Unlearning and learning
You can avoid another sexual pitfall by unlearning sexual rhythms of the past and learning new rhythms in the present. Sexual partners develop rhythms and routines of sexual behavior (e.g., which sex acts they engage in regularly or occasionally), frequency of sex, and how intimate their communication is about sex. All of this must be released (unlearned), perhaps even grieved, while you begin to develop new patterns in your current marriage. But that doesn’t happen easily.
It takes intentional effort to not expect your partner, for example, to always lock the door or verbally communicate their preferences for intercourse (things your previous partner did), but instead for you to find your voice and give direction to how your spouse pleasures you, even as you learn what pleases them. Old patterns must be set aside, and new ones created.
Focusing too much on the sex
Sex is much more than just sexual pleasure. It is a meaningful soul connection that arises when two people share the deepest parts of themselves.
At the age of 74, Edna had a strong sense of her sexual self. “I can’t jump around the bedroom like I did in my first marriage,” she began, “but Charles and I really do enjoy each other sexually.” Charles and Edna had recently married, just a few years after the death of their spouses. “I used to think sex was all about positions, orgasms, and how sexy I looked. But then I realized that the most important part of sex is myself. I have to bring myself to the experience. And when I do, Charles and I enjoy a tenderness that is incredible.”
Sex for Edna and Charles is not based on sexual functioning; they don’t focus on the sex, but on making love to the person. This mature view of sexuality results in a more profound experience of oneness.[iii] In the bedroom couples should dance with their eyes locked, not looking at their feet to make sure they get the steps right, but rather looking deeply into the heart of the person God has gifted them with.

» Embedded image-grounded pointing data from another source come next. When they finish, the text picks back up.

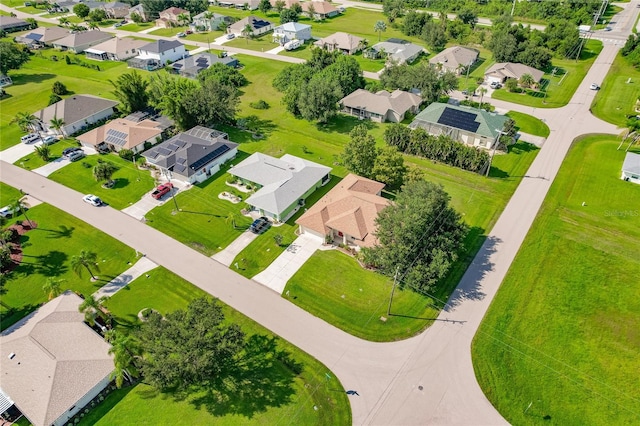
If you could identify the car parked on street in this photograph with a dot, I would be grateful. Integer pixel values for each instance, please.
(93, 200)
(260, 225)
(162, 190)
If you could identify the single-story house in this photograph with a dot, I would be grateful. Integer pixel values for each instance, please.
(396, 51)
(347, 43)
(115, 49)
(42, 36)
(321, 9)
(471, 126)
(9, 24)
(79, 42)
(238, 4)
(207, 21)
(347, 213)
(291, 31)
(120, 133)
(381, 106)
(631, 168)
(116, 9)
(503, 70)
(283, 184)
(455, 59)
(169, 17)
(53, 364)
(258, 26)
(191, 66)
(154, 55)
(77, 112)
(193, 156)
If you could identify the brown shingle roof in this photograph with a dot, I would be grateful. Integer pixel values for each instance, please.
(351, 207)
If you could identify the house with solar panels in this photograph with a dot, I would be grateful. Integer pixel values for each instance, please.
(471, 126)
(193, 156)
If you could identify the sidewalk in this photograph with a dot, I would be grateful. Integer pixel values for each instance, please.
(142, 266)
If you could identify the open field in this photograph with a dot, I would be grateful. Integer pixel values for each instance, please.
(562, 335)
(293, 398)
(618, 93)
(48, 250)
(561, 86)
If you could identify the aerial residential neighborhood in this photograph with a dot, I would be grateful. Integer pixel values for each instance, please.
(319, 213)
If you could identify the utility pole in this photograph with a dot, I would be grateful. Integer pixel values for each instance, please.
(395, 281)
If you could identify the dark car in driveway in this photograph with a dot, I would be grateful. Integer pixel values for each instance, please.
(260, 225)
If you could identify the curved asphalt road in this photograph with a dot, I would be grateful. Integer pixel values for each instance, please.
(388, 376)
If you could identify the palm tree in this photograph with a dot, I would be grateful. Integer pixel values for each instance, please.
(92, 308)
(379, 27)
(247, 32)
(57, 124)
(52, 287)
(83, 261)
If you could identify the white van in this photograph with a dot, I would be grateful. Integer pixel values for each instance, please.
(30, 138)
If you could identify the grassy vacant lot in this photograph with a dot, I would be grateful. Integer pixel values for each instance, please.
(47, 253)
(32, 86)
(131, 183)
(529, 124)
(563, 332)
(286, 395)
(203, 221)
(562, 86)
(332, 286)
(616, 98)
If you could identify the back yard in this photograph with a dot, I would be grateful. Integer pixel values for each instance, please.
(561, 338)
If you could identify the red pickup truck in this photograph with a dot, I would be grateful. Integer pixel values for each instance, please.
(161, 190)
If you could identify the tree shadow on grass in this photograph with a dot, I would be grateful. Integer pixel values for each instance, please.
(262, 378)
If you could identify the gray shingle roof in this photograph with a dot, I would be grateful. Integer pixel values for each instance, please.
(284, 180)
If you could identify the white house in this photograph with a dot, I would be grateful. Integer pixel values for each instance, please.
(631, 168)
(291, 31)
(53, 364)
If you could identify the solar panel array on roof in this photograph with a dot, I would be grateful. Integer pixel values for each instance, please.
(459, 119)
(210, 156)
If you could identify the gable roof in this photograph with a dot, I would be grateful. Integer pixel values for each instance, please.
(284, 180)
(187, 152)
(350, 207)
(474, 120)
(122, 133)
(382, 101)
(455, 56)
(74, 108)
(160, 46)
(343, 41)
(82, 38)
(631, 163)
(58, 359)
(514, 70)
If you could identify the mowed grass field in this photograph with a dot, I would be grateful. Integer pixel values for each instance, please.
(618, 93)
(284, 397)
(562, 336)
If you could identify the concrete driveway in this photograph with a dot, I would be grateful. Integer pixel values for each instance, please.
(287, 264)
(230, 252)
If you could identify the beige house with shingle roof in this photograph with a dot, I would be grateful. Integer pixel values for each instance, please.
(53, 364)
(381, 106)
(347, 213)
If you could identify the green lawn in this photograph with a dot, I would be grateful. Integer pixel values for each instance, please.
(32, 86)
(332, 286)
(529, 124)
(561, 86)
(48, 250)
(202, 222)
(617, 97)
(131, 183)
(293, 398)
(562, 335)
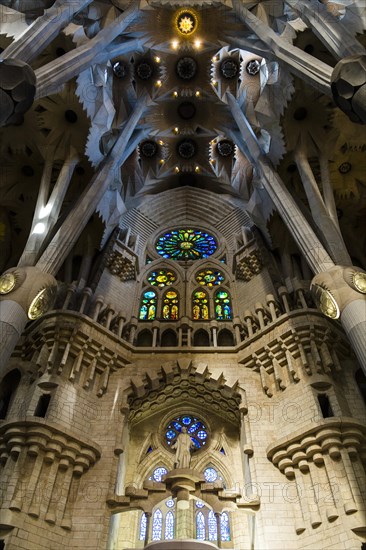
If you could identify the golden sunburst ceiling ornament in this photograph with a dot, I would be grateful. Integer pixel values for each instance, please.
(186, 22)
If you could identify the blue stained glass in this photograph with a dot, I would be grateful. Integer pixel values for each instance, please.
(222, 305)
(186, 244)
(161, 278)
(212, 526)
(157, 526)
(143, 526)
(210, 474)
(225, 527)
(148, 306)
(200, 526)
(194, 427)
(158, 473)
(169, 526)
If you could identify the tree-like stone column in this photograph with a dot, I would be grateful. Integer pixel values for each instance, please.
(349, 295)
(182, 482)
(14, 311)
(31, 294)
(300, 63)
(43, 30)
(334, 34)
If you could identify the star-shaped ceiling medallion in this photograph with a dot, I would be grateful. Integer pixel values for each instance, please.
(186, 22)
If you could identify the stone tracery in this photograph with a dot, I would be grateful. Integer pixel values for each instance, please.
(138, 117)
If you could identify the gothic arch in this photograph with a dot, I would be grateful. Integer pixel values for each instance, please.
(180, 382)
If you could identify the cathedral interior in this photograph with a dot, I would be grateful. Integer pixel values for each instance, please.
(183, 274)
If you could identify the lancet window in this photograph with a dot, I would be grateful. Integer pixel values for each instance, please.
(200, 305)
(223, 310)
(148, 306)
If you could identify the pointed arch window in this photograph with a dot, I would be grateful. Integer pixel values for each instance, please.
(169, 526)
(200, 305)
(162, 277)
(157, 527)
(225, 527)
(143, 527)
(212, 526)
(148, 306)
(223, 311)
(158, 473)
(170, 305)
(200, 526)
(209, 277)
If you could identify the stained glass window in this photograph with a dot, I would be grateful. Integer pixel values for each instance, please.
(225, 527)
(169, 526)
(210, 475)
(186, 244)
(200, 305)
(170, 305)
(158, 473)
(209, 277)
(157, 526)
(161, 277)
(195, 428)
(200, 526)
(148, 306)
(143, 526)
(223, 310)
(212, 526)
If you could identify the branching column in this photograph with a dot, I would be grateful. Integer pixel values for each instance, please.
(13, 311)
(351, 300)
(307, 67)
(44, 29)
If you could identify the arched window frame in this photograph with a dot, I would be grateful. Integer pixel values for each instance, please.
(157, 525)
(223, 317)
(170, 304)
(206, 523)
(200, 525)
(199, 306)
(153, 304)
(225, 527)
(164, 515)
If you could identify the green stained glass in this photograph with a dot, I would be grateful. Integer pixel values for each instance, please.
(200, 305)
(223, 311)
(162, 277)
(209, 277)
(148, 306)
(194, 426)
(170, 305)
(186, 244)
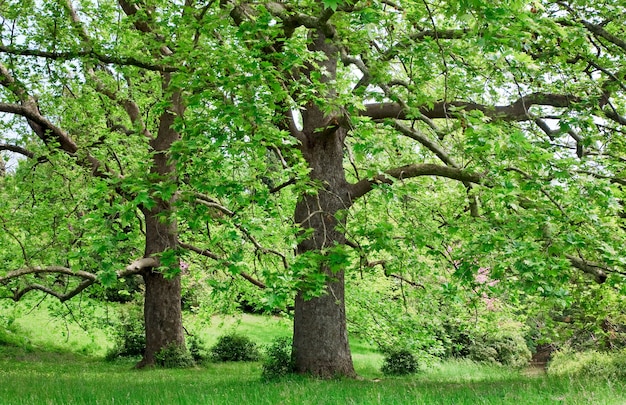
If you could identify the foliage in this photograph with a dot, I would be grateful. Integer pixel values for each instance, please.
(278, 360)
(197, 348)
(474, 139)
(235, 347)
(591, 363)
(128, 333)
(509, 350)
(399, 362)
(39, 377)
(174, 356)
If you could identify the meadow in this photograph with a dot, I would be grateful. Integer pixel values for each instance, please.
(61, 364)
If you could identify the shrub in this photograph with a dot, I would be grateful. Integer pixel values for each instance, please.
(234, 347)
(174, 356)
(588, 364)
(197, 348)
(508, 349)
(278, 361)
(128, 334)
(399, 362)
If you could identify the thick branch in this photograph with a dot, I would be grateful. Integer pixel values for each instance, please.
(211, 255)
(17, 149)
(517, 111)
(363, 187)
(88, 53)
(598, 272)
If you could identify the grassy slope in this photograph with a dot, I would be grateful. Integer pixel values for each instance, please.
(43, 377)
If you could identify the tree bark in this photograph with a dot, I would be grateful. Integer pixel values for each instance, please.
(320, 338)
(162, 299)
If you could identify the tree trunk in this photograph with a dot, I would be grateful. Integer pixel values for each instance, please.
(162, 300)
(320, 339)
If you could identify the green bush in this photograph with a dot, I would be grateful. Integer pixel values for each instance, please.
(399, 362)
(234, 347)
(197, 348)
(278, 361)
(509, 349)
(589, 363)
(174, 356)
(128, 334)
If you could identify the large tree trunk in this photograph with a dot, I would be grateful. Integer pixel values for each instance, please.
(320, 339)
(162, 301)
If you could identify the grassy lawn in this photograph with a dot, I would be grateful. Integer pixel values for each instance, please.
(52, 373)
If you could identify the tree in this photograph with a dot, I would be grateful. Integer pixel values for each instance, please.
(516, 108)
(98, 96)
(520, 103)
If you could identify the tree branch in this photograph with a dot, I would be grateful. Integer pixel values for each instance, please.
(364, 186)
(517, 111)
(17, 149)
(596, 270)
(211, 255)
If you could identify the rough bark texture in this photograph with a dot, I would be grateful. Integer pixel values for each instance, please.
(320, 340)
(162, 301)
(320, 343)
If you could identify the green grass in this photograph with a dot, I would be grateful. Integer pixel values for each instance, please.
(34, 375)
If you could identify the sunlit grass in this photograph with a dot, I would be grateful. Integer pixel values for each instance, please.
(36, 375)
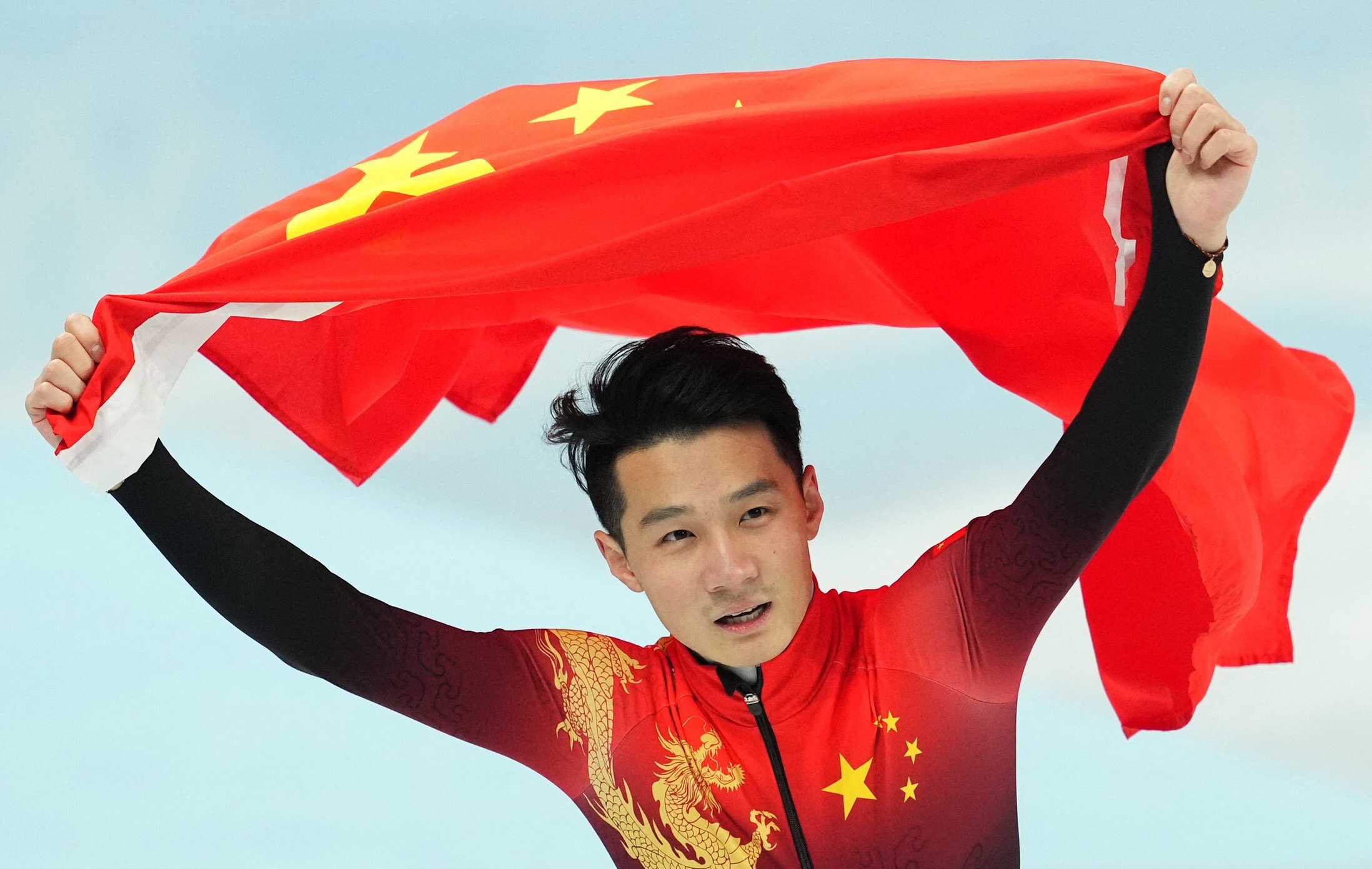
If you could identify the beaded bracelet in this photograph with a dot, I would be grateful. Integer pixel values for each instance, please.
(1209, 268)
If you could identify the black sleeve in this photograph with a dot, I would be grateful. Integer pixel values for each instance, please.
(492, 688)
(262, 584)
(1023, 559)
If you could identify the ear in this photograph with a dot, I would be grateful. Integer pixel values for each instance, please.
(814, 504)
(618, 564)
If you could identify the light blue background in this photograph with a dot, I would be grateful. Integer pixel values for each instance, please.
(141, 729)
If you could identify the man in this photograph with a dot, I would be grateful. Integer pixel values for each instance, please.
(775, 724)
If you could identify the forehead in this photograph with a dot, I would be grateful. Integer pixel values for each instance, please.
(705, 467)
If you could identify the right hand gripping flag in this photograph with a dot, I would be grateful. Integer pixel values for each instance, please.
(1002, 201)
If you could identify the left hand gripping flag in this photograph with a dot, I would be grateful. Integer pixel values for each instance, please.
(1002, 201)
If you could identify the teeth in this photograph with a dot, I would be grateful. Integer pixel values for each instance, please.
(747, 615)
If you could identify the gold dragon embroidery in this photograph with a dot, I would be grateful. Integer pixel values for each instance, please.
(585, 673)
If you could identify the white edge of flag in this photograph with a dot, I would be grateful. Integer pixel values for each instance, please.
(127, 426)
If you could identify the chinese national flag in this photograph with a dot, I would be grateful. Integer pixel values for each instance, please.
(1002, 201)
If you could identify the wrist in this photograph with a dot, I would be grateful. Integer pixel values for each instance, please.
(1208, 238)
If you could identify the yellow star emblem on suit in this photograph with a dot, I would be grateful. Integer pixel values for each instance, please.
(852, 784)
(908, 790)
(594, 102)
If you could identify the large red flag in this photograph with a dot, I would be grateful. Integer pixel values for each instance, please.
(1002, 201)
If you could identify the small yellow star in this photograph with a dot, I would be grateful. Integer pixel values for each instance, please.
(594, 102)
(852, 784)
(382, 175)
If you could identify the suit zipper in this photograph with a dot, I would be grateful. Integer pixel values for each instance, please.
(755, 706)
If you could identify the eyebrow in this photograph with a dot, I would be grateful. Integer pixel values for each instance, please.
(663, 514)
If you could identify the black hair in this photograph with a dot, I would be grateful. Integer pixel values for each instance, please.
(673, 385)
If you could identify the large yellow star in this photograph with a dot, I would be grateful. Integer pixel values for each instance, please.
(393, 175)
(852, 784)
(593, 102)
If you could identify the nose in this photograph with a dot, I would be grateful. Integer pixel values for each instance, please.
(732, 566)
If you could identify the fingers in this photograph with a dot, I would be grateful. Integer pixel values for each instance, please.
(1240, 147)
(1172, 87)
(47, 397)
(67, 348)
(1195, 117)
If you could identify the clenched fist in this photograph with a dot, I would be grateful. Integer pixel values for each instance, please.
(74, 355)
(1213, 160)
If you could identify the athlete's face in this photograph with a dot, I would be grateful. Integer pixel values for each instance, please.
(717, 525)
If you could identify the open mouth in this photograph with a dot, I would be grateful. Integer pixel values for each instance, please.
(747, 615)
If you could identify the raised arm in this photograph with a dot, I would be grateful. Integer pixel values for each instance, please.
(1023, 559)
(489, 688)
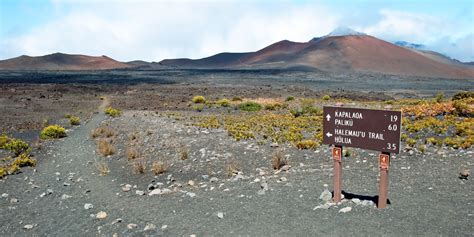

Copyright © 2022 Ron Deal. All rights reserved.
Ron Deal is one of the most widely viewed and read authors on blended families in the country and directs FamilyLife Blended, the international blended family ministry of FamilyLife. He is a podcaster, conference speaker, and family therapist who specializes in marriage enrichment and stepfamily education. Ron is the bestselling author of more than a dozen books and resources including Building Love Together in Blended Families (with Dr. Gary Chapman), The Smart Stepfamily, and Preparing to Blend. He is husband to Nan (since 1986) and father to three boys. Learn more at RonDeal.org.
[i] Ron L. Deal and David H. Olson, The Smart Stepfamily Marriage: Keys to Success in the Blended Family (Minneapolis: Bethany House, 2015), p. 213-214.
[ii]FamilyLife Blended podcast with Ron Deal, episode #30 Re-Sex: The Challenges of Sex for Blended Family Couples, April 27, 2020.
[iii] Ron L. Deal and David H. Olson, The Smart Stepfamily Marriage: Keys to Success in the Blended Family (Minneapolis: Bethany House, 2015), p. 210.